Perfetti looks beyond ₹1 candies to drive growth in India

Cheap candies priced at ₹1 still make up the largest share of sales in India’s confectionery market, but the leading candy maker is increasingly focusing on higher-price offerings to lift revenue and margins. By pushing ₹5 and ₹10 packs, expanding distribution and rolling out new launches, the company aims to capture more value from both urban and rural consumers.

Why the shift to higher price points?

The move toward ₹5 and ₹10 products follows a common retail strategy known as premiumisation. Small price jumps are designed to raise average transaction value without alienating core customers. For many buyers, upgrading from a ₹1 piece to a multi-piece pack at ₹5 or ₹10 is a low-friction decision, especially when new flavors, packaging or perceived quality adds clear benefit.

Higher-priced SKUs also help the company improve margins. Single-rupee pieces are volume drivers but leave little room for profit after packing, distribution and promotional costs. Multi-piece packs and value-added formats create room to recoup investments in innovation, branding and wider reach.

Expanded distribution: reaching more stores and shoppers

Beyond product mix, distribution is a central pillar of the growth plan.
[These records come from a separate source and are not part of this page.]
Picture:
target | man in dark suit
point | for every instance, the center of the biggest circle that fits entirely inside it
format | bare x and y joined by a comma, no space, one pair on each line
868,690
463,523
The strategy emphasises:

  • Deeper rural penetration: Tapping smaller towns and villages where affordability matters but demand for packaged sweets is growing.
  • Stronger presence in modern trade: Ensuring visibility in supermarkets and convenience chains, where shoppers are more likely to try new SKUs.
  • Better coverage of mom-and-pop stores: Improving supply frequency and pack assortment to keep ₹1, ₹5 and ₹10 options available at the neighbourhood level.
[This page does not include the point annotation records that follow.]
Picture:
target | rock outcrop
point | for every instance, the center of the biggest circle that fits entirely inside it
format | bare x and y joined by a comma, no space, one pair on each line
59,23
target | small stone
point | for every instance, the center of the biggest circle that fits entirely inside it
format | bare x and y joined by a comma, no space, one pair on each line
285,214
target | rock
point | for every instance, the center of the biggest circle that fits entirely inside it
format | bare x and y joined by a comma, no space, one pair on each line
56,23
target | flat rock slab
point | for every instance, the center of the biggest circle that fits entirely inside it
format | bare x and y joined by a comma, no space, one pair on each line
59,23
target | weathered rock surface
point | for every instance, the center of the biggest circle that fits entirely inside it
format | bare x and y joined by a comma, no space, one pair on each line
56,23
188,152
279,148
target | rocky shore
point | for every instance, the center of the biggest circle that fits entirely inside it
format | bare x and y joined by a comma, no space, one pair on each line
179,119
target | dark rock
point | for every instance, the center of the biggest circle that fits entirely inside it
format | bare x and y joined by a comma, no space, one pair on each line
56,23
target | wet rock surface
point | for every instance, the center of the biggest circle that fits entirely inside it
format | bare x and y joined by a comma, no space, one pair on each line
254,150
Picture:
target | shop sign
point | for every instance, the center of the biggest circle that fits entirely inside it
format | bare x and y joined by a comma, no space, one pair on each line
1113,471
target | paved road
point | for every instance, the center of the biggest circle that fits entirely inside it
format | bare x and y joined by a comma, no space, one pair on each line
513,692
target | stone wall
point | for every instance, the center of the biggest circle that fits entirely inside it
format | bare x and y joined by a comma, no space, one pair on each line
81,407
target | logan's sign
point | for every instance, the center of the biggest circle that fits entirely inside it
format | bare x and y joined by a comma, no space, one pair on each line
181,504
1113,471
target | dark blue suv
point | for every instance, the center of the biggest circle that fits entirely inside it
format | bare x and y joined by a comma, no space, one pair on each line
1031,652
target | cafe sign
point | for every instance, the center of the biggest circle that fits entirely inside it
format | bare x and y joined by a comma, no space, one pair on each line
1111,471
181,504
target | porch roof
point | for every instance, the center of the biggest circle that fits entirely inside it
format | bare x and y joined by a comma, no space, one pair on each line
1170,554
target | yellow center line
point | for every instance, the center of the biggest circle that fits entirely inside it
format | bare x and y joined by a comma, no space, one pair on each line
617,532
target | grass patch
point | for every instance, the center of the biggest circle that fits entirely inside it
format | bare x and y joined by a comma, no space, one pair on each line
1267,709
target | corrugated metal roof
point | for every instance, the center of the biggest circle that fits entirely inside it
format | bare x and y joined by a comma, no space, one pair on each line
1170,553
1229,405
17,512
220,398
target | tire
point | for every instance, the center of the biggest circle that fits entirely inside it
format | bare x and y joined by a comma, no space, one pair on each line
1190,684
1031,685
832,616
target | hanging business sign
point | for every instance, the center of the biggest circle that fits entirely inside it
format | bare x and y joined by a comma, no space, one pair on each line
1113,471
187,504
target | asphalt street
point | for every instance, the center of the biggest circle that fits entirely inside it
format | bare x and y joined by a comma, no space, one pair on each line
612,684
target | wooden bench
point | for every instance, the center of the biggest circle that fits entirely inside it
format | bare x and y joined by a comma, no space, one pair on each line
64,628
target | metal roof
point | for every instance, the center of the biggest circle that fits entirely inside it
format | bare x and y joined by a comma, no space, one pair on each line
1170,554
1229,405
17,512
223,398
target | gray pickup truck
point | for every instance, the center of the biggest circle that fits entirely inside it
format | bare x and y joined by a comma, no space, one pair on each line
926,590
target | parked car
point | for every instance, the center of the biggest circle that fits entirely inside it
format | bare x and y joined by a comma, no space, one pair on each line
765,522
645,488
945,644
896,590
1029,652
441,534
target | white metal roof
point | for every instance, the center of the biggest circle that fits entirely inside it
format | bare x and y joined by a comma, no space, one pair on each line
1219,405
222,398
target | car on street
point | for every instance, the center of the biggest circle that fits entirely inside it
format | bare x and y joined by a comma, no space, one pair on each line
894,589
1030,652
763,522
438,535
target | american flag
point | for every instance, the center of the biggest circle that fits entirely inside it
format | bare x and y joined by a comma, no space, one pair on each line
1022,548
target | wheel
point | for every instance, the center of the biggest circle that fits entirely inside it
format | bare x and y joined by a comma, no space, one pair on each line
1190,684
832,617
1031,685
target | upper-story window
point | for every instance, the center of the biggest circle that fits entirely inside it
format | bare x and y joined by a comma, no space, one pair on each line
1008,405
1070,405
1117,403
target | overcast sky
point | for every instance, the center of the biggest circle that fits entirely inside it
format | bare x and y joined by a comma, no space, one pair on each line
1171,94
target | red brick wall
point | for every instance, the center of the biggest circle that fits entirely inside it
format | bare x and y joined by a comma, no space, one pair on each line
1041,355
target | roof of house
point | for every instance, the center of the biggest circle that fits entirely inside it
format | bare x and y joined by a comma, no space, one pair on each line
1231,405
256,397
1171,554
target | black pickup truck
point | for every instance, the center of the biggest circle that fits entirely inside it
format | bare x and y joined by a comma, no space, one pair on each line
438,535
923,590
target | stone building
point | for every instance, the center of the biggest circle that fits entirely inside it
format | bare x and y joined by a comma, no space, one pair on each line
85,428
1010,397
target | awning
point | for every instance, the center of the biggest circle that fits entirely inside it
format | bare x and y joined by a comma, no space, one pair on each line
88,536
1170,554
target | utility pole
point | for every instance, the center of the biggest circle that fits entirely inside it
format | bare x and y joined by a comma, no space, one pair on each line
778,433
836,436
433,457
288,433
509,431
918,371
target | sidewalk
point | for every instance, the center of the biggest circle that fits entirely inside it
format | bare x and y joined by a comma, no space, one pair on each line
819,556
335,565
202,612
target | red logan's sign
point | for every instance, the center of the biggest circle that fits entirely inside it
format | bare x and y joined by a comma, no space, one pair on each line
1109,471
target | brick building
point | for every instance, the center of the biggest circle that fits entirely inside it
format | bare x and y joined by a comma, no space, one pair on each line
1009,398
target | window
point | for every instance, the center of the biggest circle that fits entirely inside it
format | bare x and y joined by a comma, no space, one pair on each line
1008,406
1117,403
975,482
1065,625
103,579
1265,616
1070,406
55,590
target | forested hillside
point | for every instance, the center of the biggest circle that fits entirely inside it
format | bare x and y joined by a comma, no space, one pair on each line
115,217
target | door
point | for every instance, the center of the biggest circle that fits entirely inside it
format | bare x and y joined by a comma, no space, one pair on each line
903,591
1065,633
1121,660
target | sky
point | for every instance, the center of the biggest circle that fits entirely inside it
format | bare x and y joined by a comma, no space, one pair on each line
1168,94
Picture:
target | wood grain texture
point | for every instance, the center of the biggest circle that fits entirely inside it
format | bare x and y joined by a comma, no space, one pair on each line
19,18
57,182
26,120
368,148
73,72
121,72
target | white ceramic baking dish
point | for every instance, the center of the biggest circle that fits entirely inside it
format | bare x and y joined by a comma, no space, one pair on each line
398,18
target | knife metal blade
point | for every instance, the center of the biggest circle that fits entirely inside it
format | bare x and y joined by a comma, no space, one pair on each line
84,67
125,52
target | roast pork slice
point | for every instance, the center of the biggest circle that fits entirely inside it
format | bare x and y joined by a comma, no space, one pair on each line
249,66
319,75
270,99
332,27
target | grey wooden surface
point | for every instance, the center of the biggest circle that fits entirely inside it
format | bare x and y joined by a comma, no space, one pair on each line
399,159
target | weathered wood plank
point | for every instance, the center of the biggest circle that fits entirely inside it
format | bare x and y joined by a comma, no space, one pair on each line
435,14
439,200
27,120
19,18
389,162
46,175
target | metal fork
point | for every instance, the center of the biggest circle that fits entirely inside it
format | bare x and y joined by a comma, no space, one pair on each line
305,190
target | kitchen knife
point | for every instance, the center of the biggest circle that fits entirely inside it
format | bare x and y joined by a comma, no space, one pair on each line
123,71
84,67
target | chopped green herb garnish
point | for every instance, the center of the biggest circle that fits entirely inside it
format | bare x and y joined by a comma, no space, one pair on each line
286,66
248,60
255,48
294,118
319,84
Better logistics and category management make it easier for retailers to stock a wider price ladder, giving consumers more choice at the point of purchase.

New launches and product innovation

New product introductions are being tailored to appeal across demographics. Typical innovations include:

  • Multi-piece packs with a mix of flavours to encourage trial
  • Limited-edition seasonal flavours tied to festivals
  • Smaller-format premium candies with improved packaging for gifting
  • Health-conscious variants with reduced sugar or natural flavours

These launches serve two purposes: they attract attention in a crowded market and give retailers easy upsell options alongside the widespread ₹1 pieces.

Consumer behaviour and market trends

Several trends support the strategy. Rising incomes and greater exposure to packaged goods have shifted preferences toward branded sweets. Urban shoppers often trade up for taste, convenience and hygiene. At the same time, price-conscious consumers in smaller towns still drive volume through single-rupee purchases, creating a two-tier market where both low-cost and slightly premium options can succeed.

Promotions, festive demand and impulse purchases remain strong drivers of candy sales. Packaging that stands out on shelves and small, affordable premium SKUs are particularly effective at converting footfall into higher spend.

Challenges and risks

The approach is not without hurdles. Key risks include:

  • Price sensitivity: A significant portion of the market remains highly sensitive to price, limiting the pace at which shoppers will move up the ladder.
  • Distribution costs: Reaching smaller outlets and remote areas raises logistics expenses that can erode margins.
  • Competition: Local brands and unbranded sweets continue to compete fiercely on price and regional taste preferences.
  • Input cost volatility: Fluctuating raw material and packaging costs can compress profits, especially at lower price points.

What this means for the sweets market

The push for ₹5 and ₹10 products suggests a maturing market where volume alone is no longer enough. Companies that can combine wide availability of entry-level candies with compelling higher-price offerings stand to grow both sales and profitability. For retailers, a richer assortment across price points can increase basket size and frequency of repeat purchases.

Looking ahead

Expect to see continued experimentation with flavours, formats and distribution models. If executed well, the strategy should expand the share of revenue coming from higher-priced packs while keeping the mass-market appeal that made the ₹1 segment so dominant. For consumers, that means more choice — from the familiar single-rupee treat to affordable mini-premium options for gifting and snacking.